Le rééquilibrage du modèle économique
Concernant le volet social, le port entreprend un rééquilibrage de son modèle économique. « Cette démarche ne se circonscrit pas à la problématique des effectifs et des rémunérations. Elle s’inscrit dans la perspective de la conclusion du rapport de la Cour et intégrera les observations qui y sont formulées », indique Jean-Rémy Villageois. Enfin, sur le projet Éole, le GPM « poursuit les études (…) dans l’objectif de retenir un modèle économique qui permettra d’assurer la rentabilité financière du projet. »
Les 12 recommandations de la Cour des comptes:
- Adopter en conseil de surveillance, une feuille de route de l’évolution des effectifs, afin d’adapter les effectifs des services du GPMNSN aux besoins réels de l’activité et en tenant compte des prévisions de départs en retraite au cours des 10 prochaines années ;
- Revoir les conditions d’indemnisation des comptes épargne temps afin d’en limiter la charge financière correspondante ;
- Assortir la nouvelle délimitation des installations portuaires roulier et conteneurs (IP 420 et 419) de toutes les garanties en matière de sûreté de la part de l’exploitant privé (engagements, contrôles, suivi et sanctions éventuelles).
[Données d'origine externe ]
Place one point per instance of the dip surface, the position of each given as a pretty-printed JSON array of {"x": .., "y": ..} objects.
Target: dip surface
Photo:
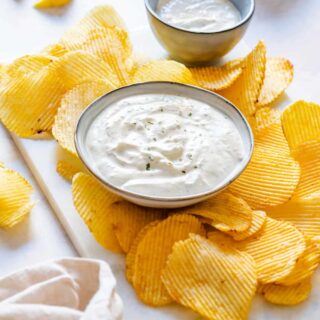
[
  {"x": 199, "y": 15},
  {"x": 164, "y": 145}
]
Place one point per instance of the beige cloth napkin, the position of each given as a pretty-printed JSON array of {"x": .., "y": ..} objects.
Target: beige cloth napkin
[{"x": 66, "y": 289}]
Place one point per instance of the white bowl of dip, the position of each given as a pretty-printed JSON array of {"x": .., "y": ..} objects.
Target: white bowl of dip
[
  {"x": 198, "y": 31},
  {"x": 163, "y": 144}
]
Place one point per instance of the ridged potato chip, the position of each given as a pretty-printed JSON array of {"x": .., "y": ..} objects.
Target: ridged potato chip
[
  {"x": 286, "y": 295},
  {"x": 72, "y": 105},
  {"x": 301, "y": 122},
  {"x": 152, "y": 253},
  {"x": 92, "y": 201},
  {"x": 15, "y": 192},
  {"x": 257, "y": 222},
  {"x": 279, "y": 75},
  {"x": 131, "y": 255},
  {"x": 244, "y": 92},
  {"x": 128, "y": 219},
  {"x": 44, "y": 4},
  {"x": 275, "y": 248},
  {"x": 101, "y": 16},
  {"x": 228, "y": 213},
  {"x": 217, "y": 283},
  {"x": 216, "y": 78},
  {"x": 305, "y": 266},
  {"x": 163, "y": 70},
  {"x": 28, "y": 104}
]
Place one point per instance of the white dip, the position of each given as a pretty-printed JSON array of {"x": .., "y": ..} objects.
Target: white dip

- Supprimer le pôle Supervision du domaine ;
- Mettre en œuvre un dispositif de prévention de la corruption s’inspirant des mesures et procédures prévues au II de l’article 17 de la loi 2016-1691 du 9 décembre 2016 ;
- Prioriser les investissements au vu de leur utilité économique et en précisant leur mode de financement prévisionnel ;
- Renégocier la convention de terminal de TGO pour y intégrer des obligations d’investissement et des cibles de volumes assorties de pénalités ;
- Remettre à plat les processus opérationnels d’achat et de marchés publics avant l’acquisition du module interfacé avec le progiciel de gestion intégré (PGI) ;
- Élaborer et adopter un plan d’adaptation du port et de sa zone industrialo-portuaire aux conséquences du réchauffement climatique ;
- Clarifier le devenir des sites situés en centre-ville de la métropole nantaise ;
- S’assurer de la rentabilité financière du projet Éole pour le GPMNSN ;
- Organiser la coordination entre les ports de la façade atlantique pour clarifier leur rôle respectif dans le développement de l’éolien en mer.